Keeping this in mind, let’s switch to a modern question. What’s wrong with the criminal justice system today? If you’ve led a safe life and have never had an encounter with law enforcement, you might say nothing. Or, if you’ve noticed the intensity of the crime alerts recently, you might say that the system isn’t doing a good enough job keeping us safe. On the other hand, you may be critical of the system (I’ll put myself in that category) for any number of reasons — U.S. law enforcement incarcerates a grossly disproportionate number of racial and ethnic minorities, the U.S. experiences higher rates of recidivism (when those released from prison commit another crime) than other modernized nations, many families and communities have been devastated by life sentences, etc.
But what will people say of today’s system in 150 years? According to the advocacy group Critical Resistance, the people of the future are going to wonder why today’s society thought it was rational to lock humans up in cages. The group deliberately refers to themselves as an abolitionist group — invoking the language of the nineteenth century anti-slavery movement — calling for an immediate end to the use of prisons and current law enforcement methods.
Before we get to the technical issues of this proposal, take a second to consider the historical possibility. Could future societies look upon our criminal justice system with the same derision with which we view slavery? Or even the way we view past incarnations of criminal justice? Think about how you react to movies set in previous centuries, when prisoners may have been shackled by their neck and wrists in the street for public ridicule or subjected to similarly outdated forms of punishment. Will future generations see our prison system as equally inhumane?

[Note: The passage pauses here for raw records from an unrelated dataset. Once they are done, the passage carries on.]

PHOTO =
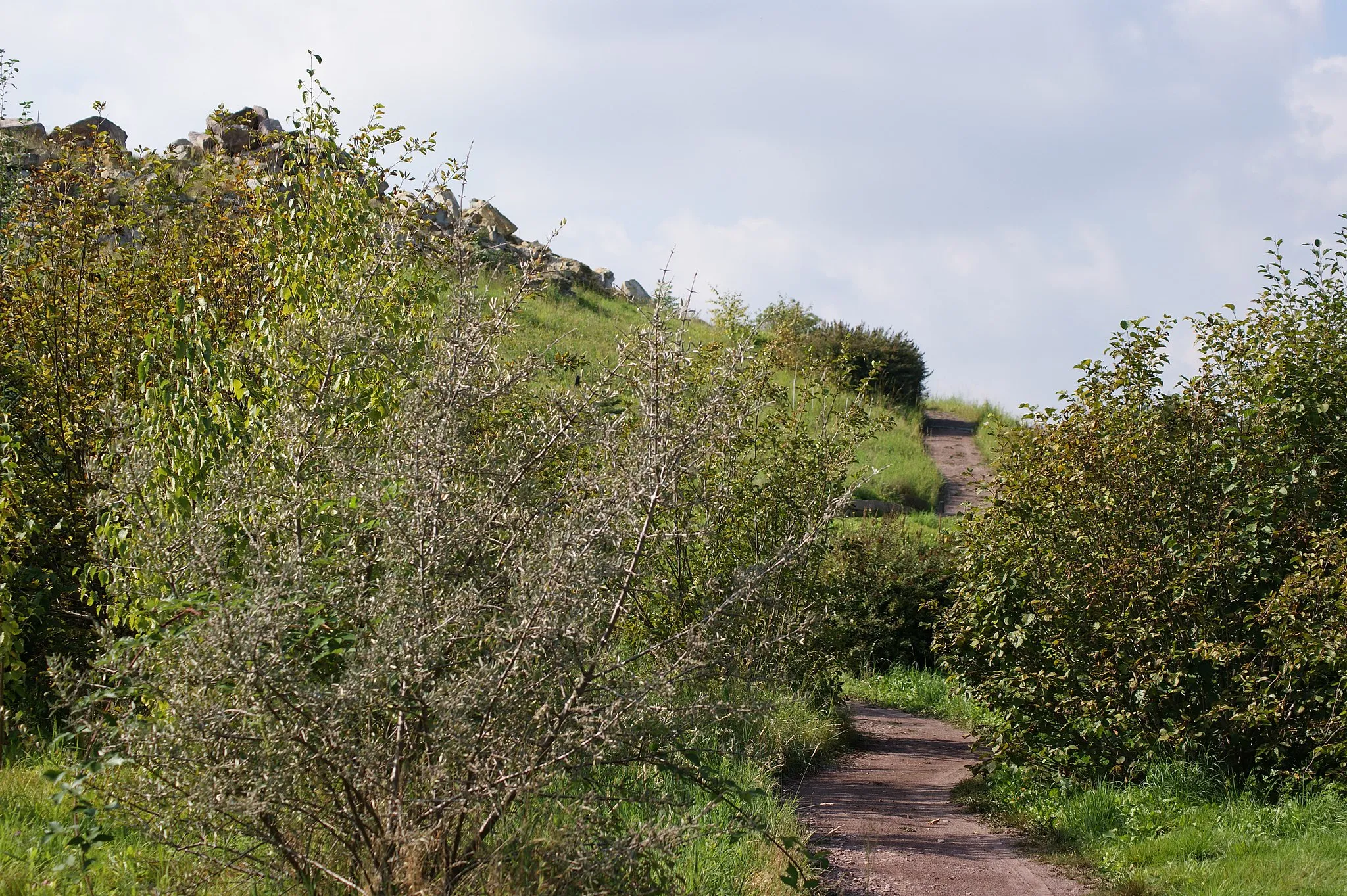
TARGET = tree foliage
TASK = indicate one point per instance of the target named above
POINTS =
(397, 613)
(97, 248)
(1162, 571)
(883, 361)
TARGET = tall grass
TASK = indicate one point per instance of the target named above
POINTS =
(894, 463)
(790, 736)
(1187, 830)
(991, 419)
(916, 690)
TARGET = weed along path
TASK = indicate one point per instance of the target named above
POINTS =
(884, 817)
(948, 440)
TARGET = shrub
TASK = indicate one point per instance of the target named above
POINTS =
(884, 361)
(885, 583)
(1163, 569)
(408, 619)
(97, 248)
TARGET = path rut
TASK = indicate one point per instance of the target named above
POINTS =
(948, 440)
(885, 820)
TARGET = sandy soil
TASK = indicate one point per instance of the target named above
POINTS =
(948, 440)
(888, 826)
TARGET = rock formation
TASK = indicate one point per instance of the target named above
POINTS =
(253, 137)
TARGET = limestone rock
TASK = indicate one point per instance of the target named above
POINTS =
(87, 128)
(237, 139)
(633, 291)
(484, 214)
(221, 122)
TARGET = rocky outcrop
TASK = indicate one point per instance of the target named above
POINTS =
(633, 291)
(251, 136)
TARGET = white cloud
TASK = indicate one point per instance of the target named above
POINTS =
(1005, 179)
(1317, 99)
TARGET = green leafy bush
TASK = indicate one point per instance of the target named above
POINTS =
(399, 613)
(1162, 569)
(887, 362)
(885, 583)
(97, 248)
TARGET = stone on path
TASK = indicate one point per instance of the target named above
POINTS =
(884, 817)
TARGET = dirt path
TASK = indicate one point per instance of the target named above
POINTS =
(885, 818)
(948, 440)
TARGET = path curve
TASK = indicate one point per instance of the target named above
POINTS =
(884, 817)
(950, 443)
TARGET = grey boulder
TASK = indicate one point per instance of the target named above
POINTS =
(633, 291)
(484, 214)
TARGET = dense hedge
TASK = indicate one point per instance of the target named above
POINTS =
(1163, 569)
(885, 361)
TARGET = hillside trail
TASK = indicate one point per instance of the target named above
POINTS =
(884, 817)
(948, 440)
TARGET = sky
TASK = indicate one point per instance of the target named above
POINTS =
(1004, 181)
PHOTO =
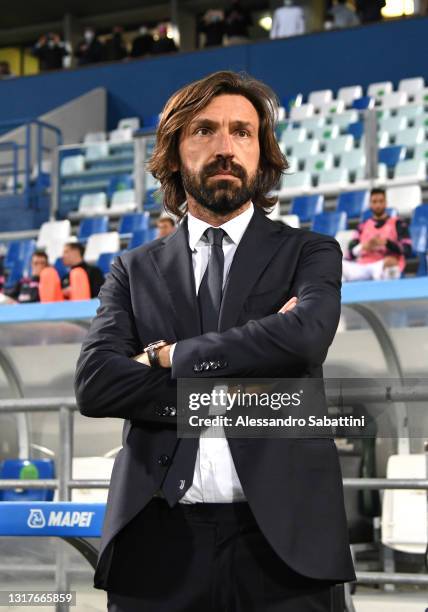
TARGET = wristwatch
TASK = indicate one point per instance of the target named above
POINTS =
(152, 351)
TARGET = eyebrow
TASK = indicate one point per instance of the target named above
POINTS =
(210, 123)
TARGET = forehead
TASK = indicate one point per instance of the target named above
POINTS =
(233, 107)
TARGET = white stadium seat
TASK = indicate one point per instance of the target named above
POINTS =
(291, 220)
(74, 164)
(404, 198)
(123, 201)
(411, 86)
(301, 112)
(93, 203)
(410, 171)
(108, 242)
(379, 90)
(394, 99)
(321, 97)
(349, 94)
(301, 150)
(97, 150)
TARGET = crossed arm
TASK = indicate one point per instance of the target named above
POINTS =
(109, 382)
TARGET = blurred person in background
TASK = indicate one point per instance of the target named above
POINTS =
(165, 227)
(115, 46)
(50, 51)
(213, 26)
(163, 44)
(370, 10)
(5, 72)
(43, 285)
(288, 20)
(89, 50)
(142, 44)
(343, 16)
(83, 281)
(237, 20)
(381, 245)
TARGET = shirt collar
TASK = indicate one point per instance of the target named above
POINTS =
(234, 228)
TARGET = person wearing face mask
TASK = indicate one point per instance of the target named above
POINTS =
(50, 51)
(115, 47)
(142, 44)
(89, 50)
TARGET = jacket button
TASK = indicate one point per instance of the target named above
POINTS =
(164, 460)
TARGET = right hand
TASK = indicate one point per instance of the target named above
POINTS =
(292, 302)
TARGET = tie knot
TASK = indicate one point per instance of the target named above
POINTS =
(215, 236)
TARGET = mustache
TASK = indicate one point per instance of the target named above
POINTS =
(220, 166)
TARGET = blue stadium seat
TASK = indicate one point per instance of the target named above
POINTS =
(19, 250)
(92, 225)
(119, 183)
(390, 156)
(131, 222)
(27, 469)
(305, 207)
(105, 260)
(356, 129)
(153, 200)
(363, 103)
(60, 267)
(140, 237)
(353, 203)
(367, 214)
(329, 223)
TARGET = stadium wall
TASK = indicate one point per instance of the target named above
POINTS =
(301, 64)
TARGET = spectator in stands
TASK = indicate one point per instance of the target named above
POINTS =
(238, 20)
(142, 44)
(115, 47)
(50, 51)
(213, 26)
(5, 72)
(89, 50)
(84, 280)
(288, 20)
(343, 16)
(163, 44)
(370, 10)
(165, 226)
(381, 245)
(26, 290)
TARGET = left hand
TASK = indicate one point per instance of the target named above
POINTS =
(163, 357)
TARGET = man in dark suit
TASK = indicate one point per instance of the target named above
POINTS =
(219, 524)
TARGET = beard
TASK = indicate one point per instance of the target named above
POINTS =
(220, 196)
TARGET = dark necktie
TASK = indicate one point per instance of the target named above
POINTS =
(180, 475)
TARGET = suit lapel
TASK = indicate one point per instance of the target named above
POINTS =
(173, 259)
(258, 245)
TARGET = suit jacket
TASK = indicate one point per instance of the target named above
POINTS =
(293, 486)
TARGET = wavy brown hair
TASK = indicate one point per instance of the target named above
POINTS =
(181, 109)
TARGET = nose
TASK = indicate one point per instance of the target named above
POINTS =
(225, 145)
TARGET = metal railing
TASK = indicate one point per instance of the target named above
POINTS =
(66, 406)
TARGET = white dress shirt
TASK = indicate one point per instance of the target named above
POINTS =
(215, 479)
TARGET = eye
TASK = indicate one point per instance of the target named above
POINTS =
(202, 131)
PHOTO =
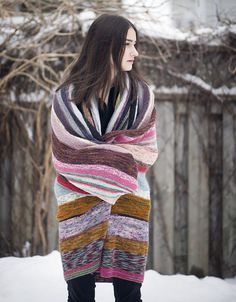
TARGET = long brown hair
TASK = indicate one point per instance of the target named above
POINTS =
(102, 51)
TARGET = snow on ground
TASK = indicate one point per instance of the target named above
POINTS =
(40, 279)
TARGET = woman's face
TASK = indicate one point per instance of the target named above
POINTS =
(130, 52)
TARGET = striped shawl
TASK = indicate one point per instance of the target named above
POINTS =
(101, 189)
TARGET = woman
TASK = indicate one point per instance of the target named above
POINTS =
(103, 142)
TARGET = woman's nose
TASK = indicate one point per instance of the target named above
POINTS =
(135, 52)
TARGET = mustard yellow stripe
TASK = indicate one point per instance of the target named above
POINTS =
(76, 207)
(126, 245)
(84, 238)
(132, 205)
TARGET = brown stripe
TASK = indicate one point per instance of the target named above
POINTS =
(132, 206)
(76, 207)
(126, 245)
(75, 242)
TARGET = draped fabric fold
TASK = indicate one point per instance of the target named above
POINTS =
(102, 192)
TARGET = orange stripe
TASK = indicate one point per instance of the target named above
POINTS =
(94, 233)
(76, 207)
(133, 206)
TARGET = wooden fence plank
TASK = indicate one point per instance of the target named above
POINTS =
(163, 191)
(229, 190)
(215, 190)
(198, 189)
(181, 189)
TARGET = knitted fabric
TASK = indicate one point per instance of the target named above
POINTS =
(102, 192)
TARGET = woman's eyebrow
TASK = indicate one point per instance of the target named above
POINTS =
(129, 40)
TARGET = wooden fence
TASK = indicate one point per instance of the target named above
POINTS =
(193, 183)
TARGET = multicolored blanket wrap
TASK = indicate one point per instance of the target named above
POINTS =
(101, 188)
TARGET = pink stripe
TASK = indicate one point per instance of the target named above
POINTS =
(97, 170)
(103, 190)
(114, 272)
(65, 183)
(81, 268)
(125, 139)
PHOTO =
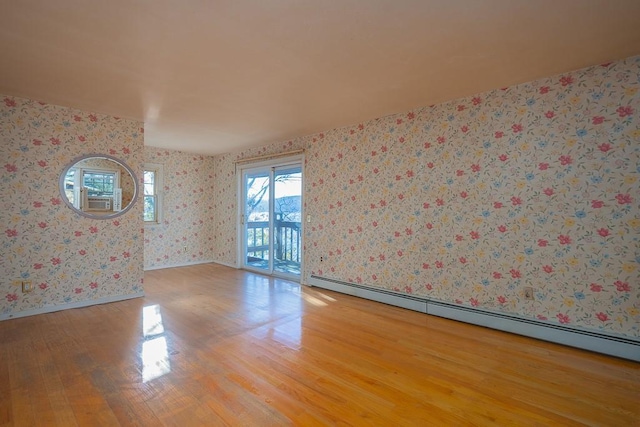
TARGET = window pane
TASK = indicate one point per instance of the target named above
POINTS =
(149, 208)
(148, 189)
(98, 183)
(149, 177)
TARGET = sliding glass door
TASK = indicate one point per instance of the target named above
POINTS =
(272, 219)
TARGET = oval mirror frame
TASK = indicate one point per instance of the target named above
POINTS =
(101, 212)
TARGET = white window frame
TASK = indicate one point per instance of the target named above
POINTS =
(158, 170)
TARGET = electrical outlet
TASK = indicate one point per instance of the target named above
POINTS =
(27, 287)
(528, 293)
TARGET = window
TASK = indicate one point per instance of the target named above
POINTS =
(93, 189)
(152, 184)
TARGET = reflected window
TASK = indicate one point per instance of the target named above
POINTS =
(155, 356)
(152, 185)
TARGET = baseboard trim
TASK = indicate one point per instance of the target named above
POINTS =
(79, 304)
(182, 264)
(613, 345)
(226, 264)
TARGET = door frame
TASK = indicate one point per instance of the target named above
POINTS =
(271, 163)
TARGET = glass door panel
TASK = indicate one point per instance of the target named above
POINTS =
(287, 219)
(272, 219)
(257, 219)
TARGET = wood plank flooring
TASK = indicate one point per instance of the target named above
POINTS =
(229, 347)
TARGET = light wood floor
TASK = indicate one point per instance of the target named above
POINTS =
(229, 347)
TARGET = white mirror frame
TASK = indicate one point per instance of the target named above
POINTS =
(88, 214)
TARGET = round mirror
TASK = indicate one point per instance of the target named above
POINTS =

Okay, now I’ll address the elephant in the room. Why the hell would we choose not to lock up criminals? Critical Response argues that incarceration does not address the root causes of crime, such as depravation from substantial food and housing, and that mechanisms to reduce such problems would be more effective at reducing crime than a criminal justice system it considers “violent.”
The abolition of prisons is not a near-term possibility, and Critical Resistance’s explanation offers little in the way of how we could transition to that point. But there is a rationale to reducing prison use. Our system rests on the assumption that we need prisons to instill order, and that without them, criminals would run free in a chaotic and violent society. The research on this subject is vast, but it is certainly debatable to what degree the system succeeds in fulfilling this task. Meanwhile, it causes harm to countless families — primarily minority families in poor, urban neighborhoods. The usefulness of incarceration as a guiding paradigm for keeping our society safe is hardly set in stone.
The point of this column is two-fold. Though today we have a clear answer to the slavery question, around the time of the Civil War, it was a complex political issue. The different coalitions that made up the various sides of the debate could not at the time be separated into neat moral categories at the time. Looking 150 years down the road, then, there is no telling what society will be like, even on a matter like incarceration that is rarely questioned politically. Sure, Critical Resistance’s analysis of the problem is shaky, but I commend their drive to put criminal justice issues on the nation’s political agenda because today’s radicals may be the pride of the future’s history.